J’ai beaucoup aimé la narration de Dickens. C’est vraiment lui qui nous raconte cette histoire, il « intervient » donc plusieurs fois dans son récit en faisant une remarque facétieuse à propos de ceci ou de cela. Il se voit aux côtés de ses personnages et nous invite à venir avec lui, et c’est facile de plonger, de s’y croire aussi.
 
L’histoire est très convenue, on voit vite après le deuxième couplet où l’auteur veut en venir, mais je n’ai pas pu m’empêcher d’être curieuse : quelle nouvelle situation va-t-il montrer ? Comment s’en sortent les personnages ? Scrooge a-t-il déjà compris ? Que va-t-il faire exactement ? L’esprit de Noël est très présent, sous des formes différentes, et ce malgré la pauvreté de certains protagonistes, ou la saleté des quartiers.
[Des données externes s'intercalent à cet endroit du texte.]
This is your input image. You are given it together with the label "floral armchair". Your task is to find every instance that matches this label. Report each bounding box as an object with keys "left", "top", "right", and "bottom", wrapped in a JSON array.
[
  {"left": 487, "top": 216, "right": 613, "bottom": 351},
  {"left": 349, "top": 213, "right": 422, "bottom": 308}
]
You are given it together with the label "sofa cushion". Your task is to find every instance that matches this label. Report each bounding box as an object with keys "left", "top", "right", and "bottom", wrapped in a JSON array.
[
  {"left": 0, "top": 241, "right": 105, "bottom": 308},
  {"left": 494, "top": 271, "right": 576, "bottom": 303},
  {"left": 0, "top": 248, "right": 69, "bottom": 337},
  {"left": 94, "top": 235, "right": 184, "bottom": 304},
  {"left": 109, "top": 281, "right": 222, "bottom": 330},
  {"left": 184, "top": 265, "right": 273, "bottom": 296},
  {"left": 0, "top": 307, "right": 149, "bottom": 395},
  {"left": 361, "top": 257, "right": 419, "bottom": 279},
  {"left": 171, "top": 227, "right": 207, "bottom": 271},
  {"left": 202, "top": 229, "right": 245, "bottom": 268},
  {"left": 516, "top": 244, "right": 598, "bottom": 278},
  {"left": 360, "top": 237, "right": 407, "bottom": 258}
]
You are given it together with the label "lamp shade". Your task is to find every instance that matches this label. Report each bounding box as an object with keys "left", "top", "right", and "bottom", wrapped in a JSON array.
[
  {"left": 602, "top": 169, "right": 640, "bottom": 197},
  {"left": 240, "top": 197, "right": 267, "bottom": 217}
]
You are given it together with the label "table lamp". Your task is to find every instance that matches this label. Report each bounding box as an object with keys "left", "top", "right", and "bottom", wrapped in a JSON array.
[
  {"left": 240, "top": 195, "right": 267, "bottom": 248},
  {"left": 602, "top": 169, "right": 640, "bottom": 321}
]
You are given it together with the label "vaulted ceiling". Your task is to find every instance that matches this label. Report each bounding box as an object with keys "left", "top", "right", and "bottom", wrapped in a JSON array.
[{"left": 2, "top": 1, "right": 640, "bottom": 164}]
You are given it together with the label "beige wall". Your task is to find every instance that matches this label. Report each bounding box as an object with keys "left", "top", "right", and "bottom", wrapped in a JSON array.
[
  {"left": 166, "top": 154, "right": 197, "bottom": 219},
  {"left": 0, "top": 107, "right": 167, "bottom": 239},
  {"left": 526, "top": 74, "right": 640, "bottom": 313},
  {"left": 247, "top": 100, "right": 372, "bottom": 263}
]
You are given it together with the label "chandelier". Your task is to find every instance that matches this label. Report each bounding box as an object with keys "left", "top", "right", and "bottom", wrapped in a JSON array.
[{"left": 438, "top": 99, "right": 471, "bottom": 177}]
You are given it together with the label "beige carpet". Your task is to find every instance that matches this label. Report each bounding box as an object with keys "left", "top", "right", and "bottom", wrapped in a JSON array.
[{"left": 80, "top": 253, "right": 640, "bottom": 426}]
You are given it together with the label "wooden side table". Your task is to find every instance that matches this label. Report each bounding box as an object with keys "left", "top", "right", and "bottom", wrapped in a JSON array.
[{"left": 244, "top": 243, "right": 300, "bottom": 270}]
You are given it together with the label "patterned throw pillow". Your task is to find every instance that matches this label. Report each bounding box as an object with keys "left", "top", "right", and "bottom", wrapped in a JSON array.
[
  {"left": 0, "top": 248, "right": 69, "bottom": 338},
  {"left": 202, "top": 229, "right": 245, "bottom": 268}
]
En effet, Dickens n’oublie pas de continuer à montrer la situation de ces oubliés, dont la société commençait seulement à bien vouloir s’occuper, en mettant cette fois sous le nez du lecteur un trait en particulier : la capacité à rire et à vouloir le bien des autres, même quand on est soi-même mal loti. Belle leçon en cette période de fêtes !
 
Je retiendrai surtout de cette lecture la plume de Dickens et sa narration, qui m’ont permis de comprendre pourquoi la plupart de ses romans sont d’énormes livres, et le personnage de Scrooge, incarnation vivante du miracle de Noël ! A Christmas Carol n’est pas très gros, donc si vous voulez découvrir un texte de cet auteur, autant commencer avec celui-là.
 
"If you should happen, by any unlikely chance, to know a man more blest in a laugh than Scrooge's nephew, all I can say is, I should like to know him too. Introduce him to me, and I'll cultivate his acquaintance."